The Jesus Lizard – Goat
Released March 15th, 1991 on Touch and Go Records
Produced by Steve Albini
Steve Albini, producer and purveyor of all things heavier than lead, once opined that the Jesus Lizard were the best band he’d ever heard. They were certainly heavy enough to attract the man’s attention: the Jesus Lizard had a near-industrial sound, where they weren’t an industrial band but they were as punishing and unrelenting as any given industrial band so they get an honorary mention. Their second album, Goat, is a perfect example of this: moments of unsettling quiet punctuated by pummeling noise sections driven by amped-out guitars and slamming drums, strung together with singer David Yow’s signature unhinged delivery. Each one of the band’s four Touch and Go records is largely the same, but Goat is special specifically because it has “Mouth Breather” on it, which is my favourite Jesus Lizard song.
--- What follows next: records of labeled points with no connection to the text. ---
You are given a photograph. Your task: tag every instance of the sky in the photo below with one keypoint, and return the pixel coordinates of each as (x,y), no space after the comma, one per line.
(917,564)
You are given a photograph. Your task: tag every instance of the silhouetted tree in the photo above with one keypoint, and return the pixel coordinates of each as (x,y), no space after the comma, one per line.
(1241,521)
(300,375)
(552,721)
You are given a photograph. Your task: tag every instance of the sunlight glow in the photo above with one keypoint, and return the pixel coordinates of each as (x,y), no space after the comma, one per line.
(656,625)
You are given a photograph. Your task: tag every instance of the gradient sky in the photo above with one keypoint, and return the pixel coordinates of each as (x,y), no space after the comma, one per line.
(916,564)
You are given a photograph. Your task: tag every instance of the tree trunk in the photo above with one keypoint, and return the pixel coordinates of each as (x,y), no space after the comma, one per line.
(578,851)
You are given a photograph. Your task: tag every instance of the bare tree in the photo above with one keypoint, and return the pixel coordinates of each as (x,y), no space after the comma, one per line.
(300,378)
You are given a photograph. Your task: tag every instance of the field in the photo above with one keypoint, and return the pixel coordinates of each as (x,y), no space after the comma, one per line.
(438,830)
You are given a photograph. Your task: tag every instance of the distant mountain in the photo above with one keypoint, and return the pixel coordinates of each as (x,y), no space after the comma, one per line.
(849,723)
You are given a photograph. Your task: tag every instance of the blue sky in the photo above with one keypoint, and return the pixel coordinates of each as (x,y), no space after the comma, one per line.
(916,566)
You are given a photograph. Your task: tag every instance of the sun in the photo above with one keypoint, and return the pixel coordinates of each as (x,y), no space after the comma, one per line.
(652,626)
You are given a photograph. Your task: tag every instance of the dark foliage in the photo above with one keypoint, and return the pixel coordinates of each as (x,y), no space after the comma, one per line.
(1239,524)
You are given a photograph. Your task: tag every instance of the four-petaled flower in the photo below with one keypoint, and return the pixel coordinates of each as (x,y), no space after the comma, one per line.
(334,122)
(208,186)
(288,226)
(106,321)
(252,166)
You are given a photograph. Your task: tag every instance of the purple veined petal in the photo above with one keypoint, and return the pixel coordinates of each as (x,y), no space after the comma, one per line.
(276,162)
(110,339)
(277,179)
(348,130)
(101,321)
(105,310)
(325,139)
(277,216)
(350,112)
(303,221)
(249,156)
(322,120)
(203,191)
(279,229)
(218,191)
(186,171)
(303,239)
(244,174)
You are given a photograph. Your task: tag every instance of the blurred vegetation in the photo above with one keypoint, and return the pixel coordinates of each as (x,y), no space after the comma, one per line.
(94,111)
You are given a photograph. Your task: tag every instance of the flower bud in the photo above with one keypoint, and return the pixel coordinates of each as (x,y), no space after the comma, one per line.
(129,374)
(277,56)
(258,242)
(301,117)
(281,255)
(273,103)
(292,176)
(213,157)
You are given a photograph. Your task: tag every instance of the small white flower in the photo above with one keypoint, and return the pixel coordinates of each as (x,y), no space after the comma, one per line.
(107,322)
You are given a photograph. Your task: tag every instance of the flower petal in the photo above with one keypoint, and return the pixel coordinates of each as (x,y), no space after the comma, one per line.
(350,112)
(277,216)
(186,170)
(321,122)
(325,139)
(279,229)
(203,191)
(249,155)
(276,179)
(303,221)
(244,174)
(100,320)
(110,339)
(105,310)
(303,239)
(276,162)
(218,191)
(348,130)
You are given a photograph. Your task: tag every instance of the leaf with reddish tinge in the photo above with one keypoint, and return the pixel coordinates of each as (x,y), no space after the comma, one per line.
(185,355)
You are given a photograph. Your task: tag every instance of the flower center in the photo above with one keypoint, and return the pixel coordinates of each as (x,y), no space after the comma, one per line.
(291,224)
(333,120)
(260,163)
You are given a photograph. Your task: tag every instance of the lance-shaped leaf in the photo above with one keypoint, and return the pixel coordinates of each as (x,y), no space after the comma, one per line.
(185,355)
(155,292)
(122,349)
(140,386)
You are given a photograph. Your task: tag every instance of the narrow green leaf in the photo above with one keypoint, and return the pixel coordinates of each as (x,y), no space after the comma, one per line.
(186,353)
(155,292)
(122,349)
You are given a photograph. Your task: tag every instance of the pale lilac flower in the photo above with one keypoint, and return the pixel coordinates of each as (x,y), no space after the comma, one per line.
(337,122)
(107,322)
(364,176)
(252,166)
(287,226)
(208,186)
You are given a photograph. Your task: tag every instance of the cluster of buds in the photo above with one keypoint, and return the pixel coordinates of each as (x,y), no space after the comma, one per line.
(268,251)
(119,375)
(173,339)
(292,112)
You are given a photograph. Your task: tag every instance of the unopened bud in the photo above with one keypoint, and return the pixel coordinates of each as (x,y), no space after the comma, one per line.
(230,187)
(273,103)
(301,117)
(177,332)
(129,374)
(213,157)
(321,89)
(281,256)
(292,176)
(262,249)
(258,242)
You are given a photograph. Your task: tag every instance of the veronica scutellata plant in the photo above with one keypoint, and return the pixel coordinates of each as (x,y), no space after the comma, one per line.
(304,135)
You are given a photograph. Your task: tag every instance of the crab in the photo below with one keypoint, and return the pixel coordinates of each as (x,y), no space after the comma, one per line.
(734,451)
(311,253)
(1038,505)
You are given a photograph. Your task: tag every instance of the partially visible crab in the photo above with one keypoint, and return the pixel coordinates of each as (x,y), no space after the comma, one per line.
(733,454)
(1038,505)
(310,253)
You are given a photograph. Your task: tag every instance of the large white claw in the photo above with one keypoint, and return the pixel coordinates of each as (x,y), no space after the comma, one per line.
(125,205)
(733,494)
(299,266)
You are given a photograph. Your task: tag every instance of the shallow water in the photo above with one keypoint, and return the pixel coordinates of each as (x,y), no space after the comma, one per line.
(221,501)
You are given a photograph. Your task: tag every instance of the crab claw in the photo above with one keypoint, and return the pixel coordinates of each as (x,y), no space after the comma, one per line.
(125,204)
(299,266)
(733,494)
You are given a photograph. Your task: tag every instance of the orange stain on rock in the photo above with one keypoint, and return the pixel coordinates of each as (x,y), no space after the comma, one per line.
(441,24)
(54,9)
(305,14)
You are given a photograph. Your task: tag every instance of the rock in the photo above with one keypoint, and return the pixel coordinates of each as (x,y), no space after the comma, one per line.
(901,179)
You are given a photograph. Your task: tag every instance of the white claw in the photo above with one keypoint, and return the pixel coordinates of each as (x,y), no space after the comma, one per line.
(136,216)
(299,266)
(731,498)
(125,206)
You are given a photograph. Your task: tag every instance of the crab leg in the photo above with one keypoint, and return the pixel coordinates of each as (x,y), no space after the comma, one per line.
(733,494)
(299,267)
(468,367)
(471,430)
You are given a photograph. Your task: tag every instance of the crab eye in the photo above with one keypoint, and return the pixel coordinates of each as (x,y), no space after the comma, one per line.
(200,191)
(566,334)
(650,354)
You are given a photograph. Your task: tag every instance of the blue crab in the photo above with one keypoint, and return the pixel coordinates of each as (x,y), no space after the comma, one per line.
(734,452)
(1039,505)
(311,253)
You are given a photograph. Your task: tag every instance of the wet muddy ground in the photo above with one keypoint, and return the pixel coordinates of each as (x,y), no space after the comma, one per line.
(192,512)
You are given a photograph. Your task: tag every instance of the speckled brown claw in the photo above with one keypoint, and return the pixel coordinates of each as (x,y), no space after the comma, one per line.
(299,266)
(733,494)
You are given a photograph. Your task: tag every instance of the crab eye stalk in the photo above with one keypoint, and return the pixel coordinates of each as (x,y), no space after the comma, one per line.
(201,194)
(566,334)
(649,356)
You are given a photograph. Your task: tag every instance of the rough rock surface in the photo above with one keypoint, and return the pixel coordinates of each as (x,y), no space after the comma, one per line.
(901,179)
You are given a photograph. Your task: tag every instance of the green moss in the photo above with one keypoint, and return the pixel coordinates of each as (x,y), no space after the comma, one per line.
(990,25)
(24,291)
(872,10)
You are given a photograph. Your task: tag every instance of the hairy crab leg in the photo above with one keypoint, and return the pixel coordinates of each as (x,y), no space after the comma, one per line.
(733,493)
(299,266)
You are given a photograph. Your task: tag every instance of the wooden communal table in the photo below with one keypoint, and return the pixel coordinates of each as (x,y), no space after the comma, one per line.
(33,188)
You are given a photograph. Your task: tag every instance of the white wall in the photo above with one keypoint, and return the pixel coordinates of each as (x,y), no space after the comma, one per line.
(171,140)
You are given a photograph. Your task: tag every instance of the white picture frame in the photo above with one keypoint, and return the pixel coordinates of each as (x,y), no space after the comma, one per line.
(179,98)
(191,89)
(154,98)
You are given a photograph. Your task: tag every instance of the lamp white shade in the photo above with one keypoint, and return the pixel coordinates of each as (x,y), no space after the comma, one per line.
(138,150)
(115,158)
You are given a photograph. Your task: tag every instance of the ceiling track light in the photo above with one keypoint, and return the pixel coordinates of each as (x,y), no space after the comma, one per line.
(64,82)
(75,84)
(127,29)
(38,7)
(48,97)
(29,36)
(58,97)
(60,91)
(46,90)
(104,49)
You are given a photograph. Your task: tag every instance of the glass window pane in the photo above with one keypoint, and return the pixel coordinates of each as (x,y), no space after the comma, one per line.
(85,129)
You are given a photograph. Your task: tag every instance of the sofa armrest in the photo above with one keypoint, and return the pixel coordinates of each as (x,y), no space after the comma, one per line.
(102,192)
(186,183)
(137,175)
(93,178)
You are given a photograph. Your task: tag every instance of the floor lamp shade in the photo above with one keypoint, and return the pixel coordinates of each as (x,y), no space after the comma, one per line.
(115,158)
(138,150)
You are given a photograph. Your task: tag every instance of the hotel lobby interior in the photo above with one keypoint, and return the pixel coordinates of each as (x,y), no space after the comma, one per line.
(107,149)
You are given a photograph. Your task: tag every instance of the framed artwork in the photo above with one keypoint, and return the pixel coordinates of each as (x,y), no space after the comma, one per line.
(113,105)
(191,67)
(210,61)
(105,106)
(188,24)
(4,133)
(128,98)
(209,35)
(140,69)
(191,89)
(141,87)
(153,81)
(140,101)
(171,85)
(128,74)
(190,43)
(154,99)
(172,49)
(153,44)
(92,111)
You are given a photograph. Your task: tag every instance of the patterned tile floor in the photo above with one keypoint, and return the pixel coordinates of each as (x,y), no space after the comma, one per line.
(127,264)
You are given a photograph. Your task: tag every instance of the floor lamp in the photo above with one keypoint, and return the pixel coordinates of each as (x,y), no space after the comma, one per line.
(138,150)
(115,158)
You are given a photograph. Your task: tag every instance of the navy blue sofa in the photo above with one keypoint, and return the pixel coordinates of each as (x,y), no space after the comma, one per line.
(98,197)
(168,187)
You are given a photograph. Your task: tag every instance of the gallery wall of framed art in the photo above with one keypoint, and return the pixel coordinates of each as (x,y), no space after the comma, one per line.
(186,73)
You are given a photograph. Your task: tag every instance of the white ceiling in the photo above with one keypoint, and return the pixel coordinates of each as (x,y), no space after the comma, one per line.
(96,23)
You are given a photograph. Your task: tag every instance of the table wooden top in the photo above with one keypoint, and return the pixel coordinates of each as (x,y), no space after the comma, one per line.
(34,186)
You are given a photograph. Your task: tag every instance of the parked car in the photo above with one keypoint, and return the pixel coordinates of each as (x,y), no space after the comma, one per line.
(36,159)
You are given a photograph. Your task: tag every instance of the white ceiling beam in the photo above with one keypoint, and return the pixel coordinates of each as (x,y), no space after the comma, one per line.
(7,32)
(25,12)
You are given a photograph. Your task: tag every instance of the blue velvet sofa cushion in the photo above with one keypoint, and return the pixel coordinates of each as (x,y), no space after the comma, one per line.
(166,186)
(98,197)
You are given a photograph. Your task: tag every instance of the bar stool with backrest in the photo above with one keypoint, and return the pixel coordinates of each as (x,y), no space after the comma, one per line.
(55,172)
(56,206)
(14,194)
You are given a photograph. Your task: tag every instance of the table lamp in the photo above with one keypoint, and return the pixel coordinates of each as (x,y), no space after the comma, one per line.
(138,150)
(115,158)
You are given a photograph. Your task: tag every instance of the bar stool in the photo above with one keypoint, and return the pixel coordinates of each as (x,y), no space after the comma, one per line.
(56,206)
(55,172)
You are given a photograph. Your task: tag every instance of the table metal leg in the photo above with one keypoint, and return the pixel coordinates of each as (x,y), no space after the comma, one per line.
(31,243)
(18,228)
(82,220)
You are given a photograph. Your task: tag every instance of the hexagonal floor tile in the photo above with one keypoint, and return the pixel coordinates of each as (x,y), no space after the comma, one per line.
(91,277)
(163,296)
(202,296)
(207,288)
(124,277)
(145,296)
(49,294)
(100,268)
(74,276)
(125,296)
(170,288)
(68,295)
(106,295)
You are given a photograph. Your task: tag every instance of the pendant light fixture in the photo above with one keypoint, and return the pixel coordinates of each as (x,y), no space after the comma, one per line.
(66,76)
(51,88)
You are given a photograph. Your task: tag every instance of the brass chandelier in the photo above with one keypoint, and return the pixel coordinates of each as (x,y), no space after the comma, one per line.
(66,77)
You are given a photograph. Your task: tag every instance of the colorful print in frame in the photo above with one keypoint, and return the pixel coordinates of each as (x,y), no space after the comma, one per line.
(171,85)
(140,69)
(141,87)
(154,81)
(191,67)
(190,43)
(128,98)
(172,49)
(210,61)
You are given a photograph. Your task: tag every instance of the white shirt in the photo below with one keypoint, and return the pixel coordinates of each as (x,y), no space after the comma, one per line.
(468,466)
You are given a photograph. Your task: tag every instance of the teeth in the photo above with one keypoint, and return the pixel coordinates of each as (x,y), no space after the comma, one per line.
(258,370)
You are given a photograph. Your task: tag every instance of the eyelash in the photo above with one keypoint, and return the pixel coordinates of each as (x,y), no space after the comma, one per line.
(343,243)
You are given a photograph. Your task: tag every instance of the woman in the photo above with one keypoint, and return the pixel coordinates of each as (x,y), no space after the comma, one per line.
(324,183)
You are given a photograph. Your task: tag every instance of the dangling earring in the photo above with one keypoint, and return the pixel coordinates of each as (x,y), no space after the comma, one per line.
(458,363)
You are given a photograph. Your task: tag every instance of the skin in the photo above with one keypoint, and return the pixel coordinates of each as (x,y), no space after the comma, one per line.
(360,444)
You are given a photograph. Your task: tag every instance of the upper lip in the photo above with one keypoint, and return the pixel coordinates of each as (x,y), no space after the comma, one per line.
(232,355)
Most of the rest of the songs on Goat are impressionistic, finding uncomfortable or wildly inappropriate lines and repeating them. “Lady Shoes”, for example, combines aspects of scat and masturbation; one of the people on lyrical repository/explain-the-songs site Genius.com referred to it as “David Yow’s version of the aristocrats joke” which, honestly, is dead on. “Mouth Breather”, though, is about a specific event. Steve Albini had to go away from home for a while and got Slint drummer Britt Walford to house sit. Walford lost the keys to the house, broke the front door drunkenly trying to get into the house, and replaced the door with nailed-up 2x4s; the 2014 Breadcrumb Trail documentary about Slint details further that Walford would go in and out of the house through an attic window. Later he broke the toilet and piss water leaked down into the basement, where Albini had his home recording studio set up (“And in my basement, I found raining piss / and in my kitchen I found my friend deceased”). When Albini and Yow discussed the incident afterward, Albini said the line that ended up as the song’s refrain: “Don’t get me wrong, he’s a nice guy, I like him just fine, but he’s a mouth breather.”
The band would go on to release a few more albums and then break up in 1999; like most of their peers they got together ten years later and have been touring sporadically ever since. Goat, along with the follow-up Liar, remains the definitive recording of what the band was all about: mess and noise sculpted into heaving oceanic waves of pure hardcore rock ‘n’ roll.